Hi, I am trying to come up with a formula that would let me evenly distribute recordings onto CDs, so each CD has roughly the same amount of time (or number of tracks). For example…
One audio CD holds 80 minutes. Lets say I have 50 recordings or tracks, totaling 85minutes. I’d like to distribute the recordings onto both CDs, so that each CD has 40 or so minutes, vs. the first CD having 80 minutes, and the second CD having 5 minutes. Or, I’d like each CD to have 25 tracks.
The complicating thing is that each recording might vary in length from 10 seconds to 30 minutes. So if (for example) there were 150 minutes of recordings, but a recording in the middle was 30 minutes, we may end up having 3 CDs of recordings instead of 2, because maybe the 30 minute recording came towards the end of the 1st CD and didn’t fit, so it had to go onto the second CD.
In theory, depending on the situation, I’ll have enough recordings to fill up 1 to 5 CDs.
I’m trying to write the code in PHP, but if you just tell me how to iterate through the recordings and determine which CD they go on, I can do the translation to code.
If you can only use two CDs, this is the partition problem, and no efficient algorithm exists, but there are reasonable approximations as described in the link. However, it seems like you’re willing to allow more than two CDs under some circumstances, which could change the problem somehow, but it very likely depends on how exactly you penalize using more than two discs.
Yes, the tracks do have to be in order, and the # of CDs isn’t limited to 2. It depends on how many recordings there are. If there are 161 minutes of recordings, they would definitely have to go onto 3 CDs.
But in that case I wouldn’t want the third CD to have just a solitary 1 minute recording (for example). For a better user experience, I’d want the recordings to be more evenly distributed across the CDs. It doesn’t have to be perfect - I just want to avoid where the last CD just has a small handful of recordings.
There is a dynamic programming algorithm that will solve the problem exactly, but it’s pretty complicated, and probably not worth doing if you just need an approximate solution.
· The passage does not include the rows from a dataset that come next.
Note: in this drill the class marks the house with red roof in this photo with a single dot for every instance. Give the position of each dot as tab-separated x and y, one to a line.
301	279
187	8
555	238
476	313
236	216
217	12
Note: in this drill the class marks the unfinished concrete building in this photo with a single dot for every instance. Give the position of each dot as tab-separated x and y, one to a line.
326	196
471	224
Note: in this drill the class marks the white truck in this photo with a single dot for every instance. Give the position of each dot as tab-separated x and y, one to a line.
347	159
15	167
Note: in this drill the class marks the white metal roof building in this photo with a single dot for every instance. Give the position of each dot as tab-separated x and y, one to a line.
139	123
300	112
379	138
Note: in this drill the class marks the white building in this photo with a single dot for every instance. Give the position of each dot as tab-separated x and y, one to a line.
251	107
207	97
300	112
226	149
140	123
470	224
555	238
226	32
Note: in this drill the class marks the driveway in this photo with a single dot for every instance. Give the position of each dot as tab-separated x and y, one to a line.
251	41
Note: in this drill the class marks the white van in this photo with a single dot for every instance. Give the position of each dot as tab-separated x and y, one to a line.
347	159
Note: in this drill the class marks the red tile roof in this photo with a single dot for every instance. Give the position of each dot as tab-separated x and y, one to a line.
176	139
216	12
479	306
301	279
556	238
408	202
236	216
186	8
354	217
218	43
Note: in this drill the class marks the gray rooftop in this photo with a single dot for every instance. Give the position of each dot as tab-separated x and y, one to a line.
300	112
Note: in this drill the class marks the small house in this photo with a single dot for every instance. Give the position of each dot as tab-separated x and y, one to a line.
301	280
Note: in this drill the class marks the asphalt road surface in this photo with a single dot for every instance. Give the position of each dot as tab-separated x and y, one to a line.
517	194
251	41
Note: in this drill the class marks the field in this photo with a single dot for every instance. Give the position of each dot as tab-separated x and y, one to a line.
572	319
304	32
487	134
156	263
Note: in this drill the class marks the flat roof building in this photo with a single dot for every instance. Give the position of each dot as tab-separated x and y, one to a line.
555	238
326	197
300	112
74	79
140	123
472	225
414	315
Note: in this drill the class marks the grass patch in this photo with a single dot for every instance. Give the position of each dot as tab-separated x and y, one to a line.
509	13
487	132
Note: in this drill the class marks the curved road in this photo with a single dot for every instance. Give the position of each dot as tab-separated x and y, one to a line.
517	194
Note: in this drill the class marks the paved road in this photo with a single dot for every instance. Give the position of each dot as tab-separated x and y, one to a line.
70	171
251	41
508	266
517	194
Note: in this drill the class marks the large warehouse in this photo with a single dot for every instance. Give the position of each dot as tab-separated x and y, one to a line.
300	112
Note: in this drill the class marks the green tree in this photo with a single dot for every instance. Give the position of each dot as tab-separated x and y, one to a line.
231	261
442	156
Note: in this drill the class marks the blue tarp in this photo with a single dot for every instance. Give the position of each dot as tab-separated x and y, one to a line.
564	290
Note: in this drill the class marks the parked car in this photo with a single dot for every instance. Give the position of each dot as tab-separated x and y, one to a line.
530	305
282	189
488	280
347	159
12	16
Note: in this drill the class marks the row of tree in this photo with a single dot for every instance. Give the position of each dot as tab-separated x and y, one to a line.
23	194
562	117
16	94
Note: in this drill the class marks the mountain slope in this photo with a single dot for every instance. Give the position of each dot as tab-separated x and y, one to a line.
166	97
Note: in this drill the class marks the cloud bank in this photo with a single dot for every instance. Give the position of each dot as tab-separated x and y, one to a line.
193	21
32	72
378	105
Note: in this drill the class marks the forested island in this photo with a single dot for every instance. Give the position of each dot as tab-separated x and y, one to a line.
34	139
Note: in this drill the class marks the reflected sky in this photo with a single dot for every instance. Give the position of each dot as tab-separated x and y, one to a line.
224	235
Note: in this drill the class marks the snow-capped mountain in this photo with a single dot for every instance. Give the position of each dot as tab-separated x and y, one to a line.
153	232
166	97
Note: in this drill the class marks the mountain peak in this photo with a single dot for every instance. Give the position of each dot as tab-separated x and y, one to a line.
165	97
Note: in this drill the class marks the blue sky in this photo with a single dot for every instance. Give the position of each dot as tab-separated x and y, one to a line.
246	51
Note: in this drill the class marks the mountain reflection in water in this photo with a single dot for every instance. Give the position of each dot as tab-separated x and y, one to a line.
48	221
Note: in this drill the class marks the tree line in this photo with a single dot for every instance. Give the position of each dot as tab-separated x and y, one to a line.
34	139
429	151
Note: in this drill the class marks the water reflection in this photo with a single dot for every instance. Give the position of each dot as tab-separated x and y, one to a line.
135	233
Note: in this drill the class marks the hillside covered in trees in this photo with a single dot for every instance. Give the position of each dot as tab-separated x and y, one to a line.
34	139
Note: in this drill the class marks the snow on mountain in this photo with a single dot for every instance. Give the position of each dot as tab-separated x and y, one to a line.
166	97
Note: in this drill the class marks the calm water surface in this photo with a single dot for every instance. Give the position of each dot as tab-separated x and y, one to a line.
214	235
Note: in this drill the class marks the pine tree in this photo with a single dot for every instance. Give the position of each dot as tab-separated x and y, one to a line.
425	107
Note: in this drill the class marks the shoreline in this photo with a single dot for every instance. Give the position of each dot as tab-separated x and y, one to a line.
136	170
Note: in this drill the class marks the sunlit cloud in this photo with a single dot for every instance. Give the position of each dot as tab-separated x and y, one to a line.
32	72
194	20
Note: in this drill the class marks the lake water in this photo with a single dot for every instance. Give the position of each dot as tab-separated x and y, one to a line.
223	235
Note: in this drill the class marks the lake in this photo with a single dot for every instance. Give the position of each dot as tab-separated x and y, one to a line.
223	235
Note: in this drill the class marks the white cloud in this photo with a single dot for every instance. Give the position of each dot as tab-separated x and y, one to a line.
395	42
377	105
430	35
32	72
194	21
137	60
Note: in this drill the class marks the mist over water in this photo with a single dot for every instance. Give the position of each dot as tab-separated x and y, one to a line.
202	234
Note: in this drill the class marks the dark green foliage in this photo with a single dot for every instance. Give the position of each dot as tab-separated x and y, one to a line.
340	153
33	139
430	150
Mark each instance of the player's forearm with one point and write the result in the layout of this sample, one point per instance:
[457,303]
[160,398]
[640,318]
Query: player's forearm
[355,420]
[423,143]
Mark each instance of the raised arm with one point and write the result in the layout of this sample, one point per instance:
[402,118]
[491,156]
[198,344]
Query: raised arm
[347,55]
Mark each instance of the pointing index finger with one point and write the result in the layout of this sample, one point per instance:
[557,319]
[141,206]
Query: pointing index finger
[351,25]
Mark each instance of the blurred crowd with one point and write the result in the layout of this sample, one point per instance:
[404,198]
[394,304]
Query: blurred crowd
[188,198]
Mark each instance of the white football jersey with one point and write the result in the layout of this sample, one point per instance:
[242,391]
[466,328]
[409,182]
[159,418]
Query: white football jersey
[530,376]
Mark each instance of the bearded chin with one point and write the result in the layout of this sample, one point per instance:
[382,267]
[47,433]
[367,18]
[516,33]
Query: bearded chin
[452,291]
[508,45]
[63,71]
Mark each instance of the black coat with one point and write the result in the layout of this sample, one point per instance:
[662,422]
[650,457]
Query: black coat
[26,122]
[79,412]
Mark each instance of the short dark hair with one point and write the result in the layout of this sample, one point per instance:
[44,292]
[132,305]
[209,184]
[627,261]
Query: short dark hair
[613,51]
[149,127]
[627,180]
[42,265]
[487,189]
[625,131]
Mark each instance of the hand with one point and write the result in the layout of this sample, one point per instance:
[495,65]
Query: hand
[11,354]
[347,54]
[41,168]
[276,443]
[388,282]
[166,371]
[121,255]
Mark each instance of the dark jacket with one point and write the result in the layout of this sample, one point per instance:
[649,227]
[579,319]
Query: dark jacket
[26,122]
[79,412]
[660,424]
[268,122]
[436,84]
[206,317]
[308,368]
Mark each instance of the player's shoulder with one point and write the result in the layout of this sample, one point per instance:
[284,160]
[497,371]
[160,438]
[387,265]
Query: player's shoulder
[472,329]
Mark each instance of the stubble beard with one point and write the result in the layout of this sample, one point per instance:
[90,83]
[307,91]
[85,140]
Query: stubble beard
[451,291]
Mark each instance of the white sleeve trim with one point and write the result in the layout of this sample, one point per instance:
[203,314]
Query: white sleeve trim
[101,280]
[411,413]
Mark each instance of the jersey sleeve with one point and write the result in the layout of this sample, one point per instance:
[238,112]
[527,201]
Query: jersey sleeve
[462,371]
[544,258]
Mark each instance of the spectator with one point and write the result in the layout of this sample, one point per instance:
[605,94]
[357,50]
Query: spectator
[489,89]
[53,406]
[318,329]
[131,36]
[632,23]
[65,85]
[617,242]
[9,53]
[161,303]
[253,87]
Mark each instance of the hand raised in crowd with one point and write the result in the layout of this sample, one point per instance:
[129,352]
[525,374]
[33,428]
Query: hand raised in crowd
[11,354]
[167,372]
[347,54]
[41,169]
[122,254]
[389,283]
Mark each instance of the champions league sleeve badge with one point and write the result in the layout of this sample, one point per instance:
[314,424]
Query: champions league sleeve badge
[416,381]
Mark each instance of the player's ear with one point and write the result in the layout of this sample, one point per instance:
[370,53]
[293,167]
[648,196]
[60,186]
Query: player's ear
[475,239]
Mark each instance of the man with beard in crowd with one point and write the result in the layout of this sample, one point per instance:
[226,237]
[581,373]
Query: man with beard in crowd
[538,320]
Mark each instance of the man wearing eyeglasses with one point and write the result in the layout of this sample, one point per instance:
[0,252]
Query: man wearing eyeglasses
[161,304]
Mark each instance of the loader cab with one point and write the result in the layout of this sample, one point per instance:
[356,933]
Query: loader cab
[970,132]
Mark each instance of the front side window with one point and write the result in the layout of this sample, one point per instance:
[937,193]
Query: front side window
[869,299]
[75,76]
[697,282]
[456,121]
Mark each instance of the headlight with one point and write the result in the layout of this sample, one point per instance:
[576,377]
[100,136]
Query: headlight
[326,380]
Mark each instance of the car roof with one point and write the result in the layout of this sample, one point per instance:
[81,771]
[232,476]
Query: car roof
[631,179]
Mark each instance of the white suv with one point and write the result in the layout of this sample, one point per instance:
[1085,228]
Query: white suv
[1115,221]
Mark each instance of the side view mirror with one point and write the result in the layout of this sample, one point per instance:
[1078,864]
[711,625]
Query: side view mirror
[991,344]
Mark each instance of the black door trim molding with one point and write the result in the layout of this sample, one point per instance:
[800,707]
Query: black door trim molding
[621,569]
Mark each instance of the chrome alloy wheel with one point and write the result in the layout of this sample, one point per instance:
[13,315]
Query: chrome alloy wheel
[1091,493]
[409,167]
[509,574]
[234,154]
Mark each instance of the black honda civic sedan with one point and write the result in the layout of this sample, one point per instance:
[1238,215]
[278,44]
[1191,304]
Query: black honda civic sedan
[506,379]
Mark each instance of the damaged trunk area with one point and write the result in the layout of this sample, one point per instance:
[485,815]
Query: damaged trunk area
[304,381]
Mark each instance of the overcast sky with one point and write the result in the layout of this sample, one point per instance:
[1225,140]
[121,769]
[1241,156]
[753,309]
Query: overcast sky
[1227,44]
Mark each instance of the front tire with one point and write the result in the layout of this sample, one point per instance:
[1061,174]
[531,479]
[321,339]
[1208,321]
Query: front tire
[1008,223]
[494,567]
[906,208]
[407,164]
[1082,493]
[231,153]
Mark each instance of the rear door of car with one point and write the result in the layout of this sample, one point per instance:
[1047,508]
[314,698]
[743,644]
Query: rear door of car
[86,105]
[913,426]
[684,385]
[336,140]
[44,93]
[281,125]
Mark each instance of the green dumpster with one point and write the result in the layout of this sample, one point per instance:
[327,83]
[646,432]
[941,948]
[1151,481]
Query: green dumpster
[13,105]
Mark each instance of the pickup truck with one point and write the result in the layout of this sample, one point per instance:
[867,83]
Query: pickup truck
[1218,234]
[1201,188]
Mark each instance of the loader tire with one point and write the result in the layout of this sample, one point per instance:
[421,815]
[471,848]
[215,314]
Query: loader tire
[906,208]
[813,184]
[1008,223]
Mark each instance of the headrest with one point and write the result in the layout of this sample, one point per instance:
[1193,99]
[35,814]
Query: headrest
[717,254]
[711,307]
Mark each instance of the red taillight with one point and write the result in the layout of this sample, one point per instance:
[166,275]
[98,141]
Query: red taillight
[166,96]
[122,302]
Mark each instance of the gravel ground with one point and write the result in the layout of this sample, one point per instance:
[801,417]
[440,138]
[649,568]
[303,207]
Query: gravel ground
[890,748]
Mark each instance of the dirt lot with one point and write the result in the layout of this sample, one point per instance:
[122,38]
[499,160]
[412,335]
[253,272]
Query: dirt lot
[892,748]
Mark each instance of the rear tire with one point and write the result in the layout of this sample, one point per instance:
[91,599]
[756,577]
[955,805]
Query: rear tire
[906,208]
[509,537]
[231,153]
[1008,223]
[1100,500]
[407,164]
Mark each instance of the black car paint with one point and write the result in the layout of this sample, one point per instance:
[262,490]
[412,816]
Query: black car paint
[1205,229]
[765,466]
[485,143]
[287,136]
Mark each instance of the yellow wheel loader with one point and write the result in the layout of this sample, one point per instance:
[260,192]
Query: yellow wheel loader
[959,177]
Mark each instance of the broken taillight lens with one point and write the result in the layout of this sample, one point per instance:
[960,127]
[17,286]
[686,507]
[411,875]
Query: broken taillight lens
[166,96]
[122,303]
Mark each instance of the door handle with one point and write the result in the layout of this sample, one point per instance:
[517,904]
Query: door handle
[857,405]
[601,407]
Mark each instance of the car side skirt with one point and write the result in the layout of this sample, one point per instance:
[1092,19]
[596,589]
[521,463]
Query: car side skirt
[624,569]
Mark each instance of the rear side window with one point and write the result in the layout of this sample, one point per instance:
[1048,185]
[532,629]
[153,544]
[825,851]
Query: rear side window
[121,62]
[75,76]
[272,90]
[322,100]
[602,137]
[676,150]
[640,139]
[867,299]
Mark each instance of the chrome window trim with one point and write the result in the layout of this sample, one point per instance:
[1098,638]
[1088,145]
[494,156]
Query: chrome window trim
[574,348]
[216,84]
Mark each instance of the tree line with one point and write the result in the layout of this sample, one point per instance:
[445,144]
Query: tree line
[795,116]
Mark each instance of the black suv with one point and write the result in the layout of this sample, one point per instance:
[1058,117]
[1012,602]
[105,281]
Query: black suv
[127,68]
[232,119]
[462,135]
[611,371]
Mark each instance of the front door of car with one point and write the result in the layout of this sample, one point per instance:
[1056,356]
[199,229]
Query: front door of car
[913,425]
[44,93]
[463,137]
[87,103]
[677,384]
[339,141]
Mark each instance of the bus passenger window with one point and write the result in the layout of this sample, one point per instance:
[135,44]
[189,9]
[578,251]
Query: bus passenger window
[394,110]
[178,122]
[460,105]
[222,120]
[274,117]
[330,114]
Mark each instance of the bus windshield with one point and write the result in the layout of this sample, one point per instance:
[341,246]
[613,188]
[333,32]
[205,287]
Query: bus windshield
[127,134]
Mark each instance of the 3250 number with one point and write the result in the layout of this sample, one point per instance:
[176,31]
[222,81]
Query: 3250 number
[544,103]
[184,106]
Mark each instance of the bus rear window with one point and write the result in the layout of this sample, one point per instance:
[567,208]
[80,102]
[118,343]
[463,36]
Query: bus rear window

There has to be a better heuristic than just fiddling with it, but nothing comes to mind.
How about:
Find minimum number of CDs needed
Find average time per CD
Since the tracks have to be in order, add track times until close to average (±10%?), then split
After this, check times on each CD
If time between CDs varies (±50%?), split tracks earlier/later
If still no solution found, add 1 more CD and try again
There may be problems with long tracks. Maybe you could see if any tracks are longer than the average time per CD at the start, and refuse to work if that’s the case.
What about exhaustive search? Figure out the minimum number of CDs, N, and look at every possible location for the N-1 breaks, keeping the maximum time under 80 minutes. Find the one with the smallest difference between minimum CD time and maximum CD time. Repeat with N breaks, and look at the two best solutions and choose the one you like most.
Horribly inefficient from a computer science standpoint, but should be easy to code, and for N = 5, I’d think it could be run in a reasonable amount of time. Once it’s running, there are probably some easy optimizations you could add if you need to. How often will you need to do this?
ETA: Or you could use the highly efficient 8-track algorithm. Stick the breaks where you want them by fading the song out, then fading it back in on the next disk.
ETA2: For you young dopers, yes, they really did that.
It wasn’t so bad when it occurred at a natural break in the song. I remember that the Magical Mystery Tour 8-track broke “I Am The Walrus” around the two-minute mark, where there is a deliberately abrupt edit in the original recording.
This pretty much sums it up.
Determine min. number of CD`s, X; Average length per CD, Y
Put tracks in order.
Add tracks in order to CD 1 until if you add the next track, total time goes past average Y.
Repeat for CD 2.
For the next CD, do all the tracks fit - if so, done.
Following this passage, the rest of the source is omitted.